It is sometimes easy to forget that you have to pay for what you buy. Here are some guidelines for keeping control of your financial affairs and making credit work for you, not against you.
- Make a budget for yourself and stick to it. Make sure that you know what is coming in and what is going out. That way you will avoid nasty surprises.
- Comparison shop as a matter of habit. Never buy anything—and that includes any form of credit – without comparing costs and value.
- Always read and understand application forms before you sign them.
- Be careful of co-signing a loan or guaranteeing a loan on behalf of others. Remember that you could end up paying off the loan if the borrower cannot handle it. Ask the same questions of the borrower that the lender will. Know the risks involved so that you can make a sensible decision.

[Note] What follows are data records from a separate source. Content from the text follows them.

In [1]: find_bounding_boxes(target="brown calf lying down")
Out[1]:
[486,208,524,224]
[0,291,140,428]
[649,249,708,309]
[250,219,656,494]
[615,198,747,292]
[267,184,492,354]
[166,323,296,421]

- Be knowledgeable about the cost of credit. Are you using the right type for your purpose? Are you using a more expensive form of credit than necessary?
- Be sensible about the number of credit cards you use. How many do you really need? Are you using them simply because you have them?
- Keep track of all your credit purchases. Save the receipts for checking against the monthly statements and for keeping a running total of your obligations. One way you could do this is to get an extra check register (the part of the check book on which you keep track of deposits and withdrawals). You could use the “checks” column for noting credit purchases and the “deposits” column for noting credit payments. The “balance” column could be used for noting how much you owe in total.
- Remember, whether you use cash, a check, a card or a loan to pay for your purchases, to check out the reputation of the merchant, the store’s return policies, the quality of the goods and the product warranty. Using credit to pay for something does not absolve you of your consumer responsibilities.